Ingredients
Scale
- 6–8 large tomatoes, quartered
- 4 large whole garlic cloves
- 5–6 basil leaves
- 2 tablespoons olive oil
- 1/2 teaspoon salt
- 1/8 teaspoon crushed red pepper
Instructions
- Preheat oven to 400F
- Wash and quarter tomatoes
- Arrange on a baking tray
- Add the whole garlic cloves and basil leaves
- Drizzle with olive oil
- Sprinkle with salt and crushed red pepper
- Toss with your hands to evenly coat the oil (on garlic and basil leaves too)
- Bake in the oven for 30-35 minutes
- Remove basil leaves from tray and discard (see note)
- Pour tomatoes, garlic, and liquid into a food processor, pulse to get the right consistency (see note)
- Place in saucepan if needed to reduce liquid, simmer on low
- Salt to taste
Notes
- You can keep the basil leaves in the sauce if desired, but they will add a darker color to the finished sauce. I like to remove the basil leaves for a better colored sauce, and use fresh basil as garnish when I serve it.
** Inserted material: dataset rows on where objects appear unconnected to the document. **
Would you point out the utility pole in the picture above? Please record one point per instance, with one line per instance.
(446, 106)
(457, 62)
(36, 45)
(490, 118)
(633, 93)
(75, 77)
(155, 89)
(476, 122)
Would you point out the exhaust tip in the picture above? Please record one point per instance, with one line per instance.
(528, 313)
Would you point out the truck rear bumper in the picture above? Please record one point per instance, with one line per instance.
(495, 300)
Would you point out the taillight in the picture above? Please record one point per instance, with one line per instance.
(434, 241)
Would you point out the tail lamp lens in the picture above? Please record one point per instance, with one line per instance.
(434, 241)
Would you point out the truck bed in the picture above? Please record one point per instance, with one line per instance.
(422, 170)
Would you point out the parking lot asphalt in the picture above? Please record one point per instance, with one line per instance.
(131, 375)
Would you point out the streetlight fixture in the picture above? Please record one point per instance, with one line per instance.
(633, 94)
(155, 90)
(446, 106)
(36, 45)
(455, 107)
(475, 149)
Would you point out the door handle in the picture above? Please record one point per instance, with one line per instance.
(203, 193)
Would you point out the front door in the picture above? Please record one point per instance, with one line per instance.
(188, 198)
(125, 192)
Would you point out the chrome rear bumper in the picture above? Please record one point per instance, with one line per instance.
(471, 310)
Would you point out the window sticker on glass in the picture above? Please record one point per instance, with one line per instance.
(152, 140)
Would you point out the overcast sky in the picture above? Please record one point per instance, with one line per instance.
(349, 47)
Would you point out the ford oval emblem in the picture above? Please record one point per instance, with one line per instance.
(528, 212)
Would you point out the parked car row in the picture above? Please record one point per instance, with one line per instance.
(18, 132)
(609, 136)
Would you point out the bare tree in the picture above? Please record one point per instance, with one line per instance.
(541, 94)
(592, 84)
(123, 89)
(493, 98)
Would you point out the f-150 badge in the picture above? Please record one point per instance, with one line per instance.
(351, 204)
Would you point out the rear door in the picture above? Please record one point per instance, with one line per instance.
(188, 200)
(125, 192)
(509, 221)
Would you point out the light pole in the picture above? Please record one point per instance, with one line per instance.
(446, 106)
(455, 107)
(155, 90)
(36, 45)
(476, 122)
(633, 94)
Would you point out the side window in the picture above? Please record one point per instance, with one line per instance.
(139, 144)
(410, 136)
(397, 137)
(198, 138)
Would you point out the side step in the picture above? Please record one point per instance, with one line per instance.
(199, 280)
- I prefer to use a food processor to make this sauce, but if you do not have a food processor, you can use a blender. It does change the consistency and color of the sauce as the ground tomato seeds render the color a bit more orange and the sauce a bit thicker.
- Since the type and quality of tomatoes vary so much in liquid content, there may be times that the sauce is too thin for your liking. If so, place in a sauce pan and simmer on low without the lid until the sauce has reached the right consistency. Season to taste.
- Add more crushed red pepper if you like a little heat to the sauce.